Relatedness is important because it’s the idea that others have the opportunity for growth when we relate to them.

In short, it’s the idea that we’re all in it together, whether we choose to be or not.

Relatedness says that we experience challenges with each another and those challenges help us to move beyond our current state. It’s easier to have respect and dignity for all when we’re alone, harder when we have to respect and dignify others by looking them in the eyes. Put differently, are you really stealing a cookie from the cookie jar if nobody else is around to notice and point out the cookie theft?

To what extent is your life determined by your relatedness to others? When you think of the most joyous and most sad moments of your life, were those memories formed in the context of relatedness?

Do you make your easiest and most difficult moral and ethical decisions in the context of your relatedness to others?

Is your spiritual growth determined and guided by your relatedness to others and theirs to you?

Indeed, is your identity, the person you know yourself to be, the person you call yourself, the definitions and labels you apply to yourself, independent of others? Or have you formed those ideas in relatedness?

We write living covenants that cultivate our relatedness with deliberate intent. We are constantly figuring out how to navigate this nebulous place where our individual selves begin and end with others.
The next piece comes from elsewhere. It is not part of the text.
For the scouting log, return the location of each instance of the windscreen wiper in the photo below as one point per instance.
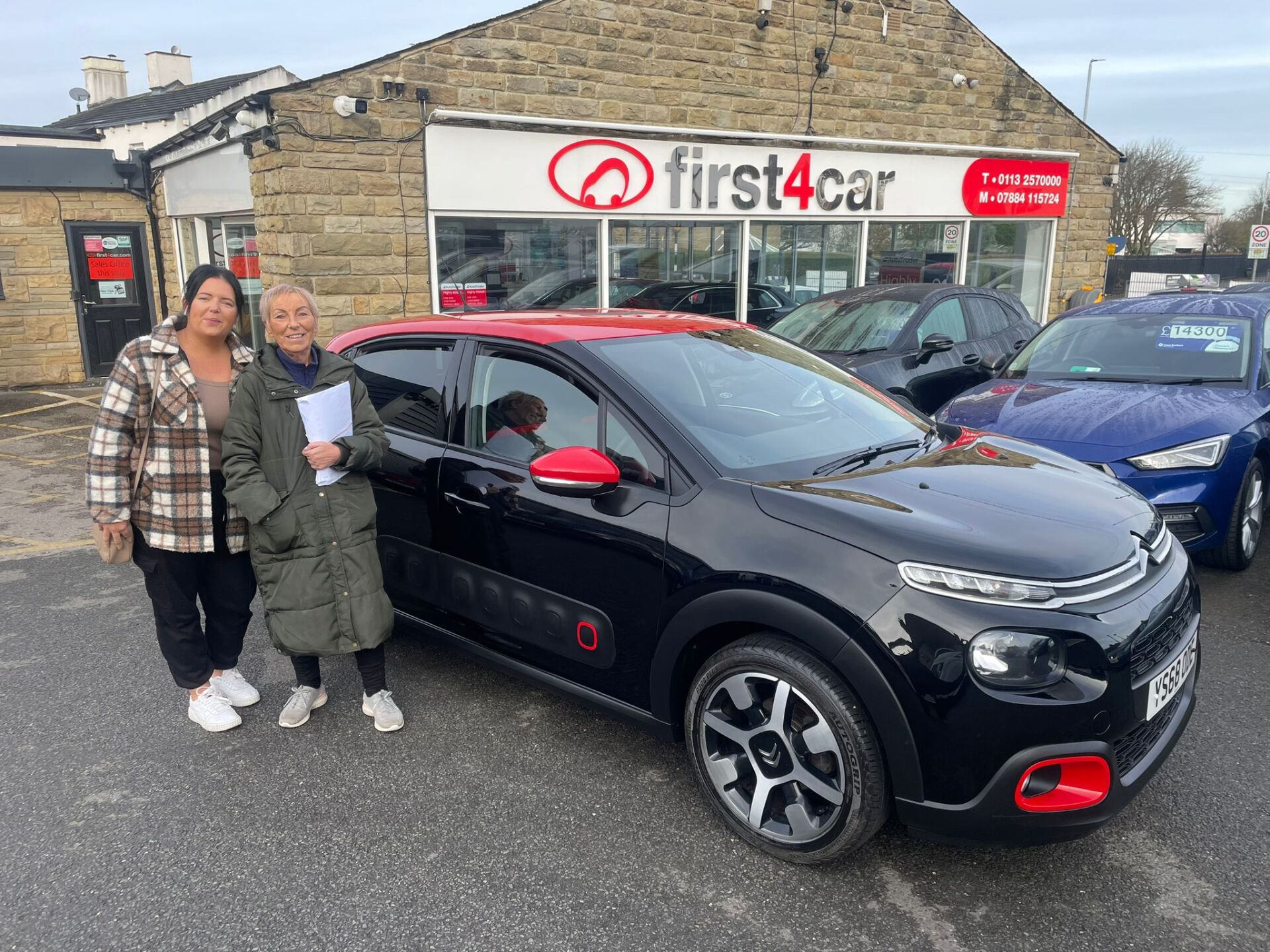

Pablo Neruda had relatedness figured out in love: where neither existed as “I” nor “you” but as a single being. A seamless existence between two people, so much so that as one falls asleep, the other closes their eyes. As you read this, consider with fresh eyes the relatedness between you and your lover. Consider the relatedness you have with your children, your best friends, your parents. Where do you end and they begin? Could the line move? Could the line fade away until there is no more “you” and “them” but we are all one?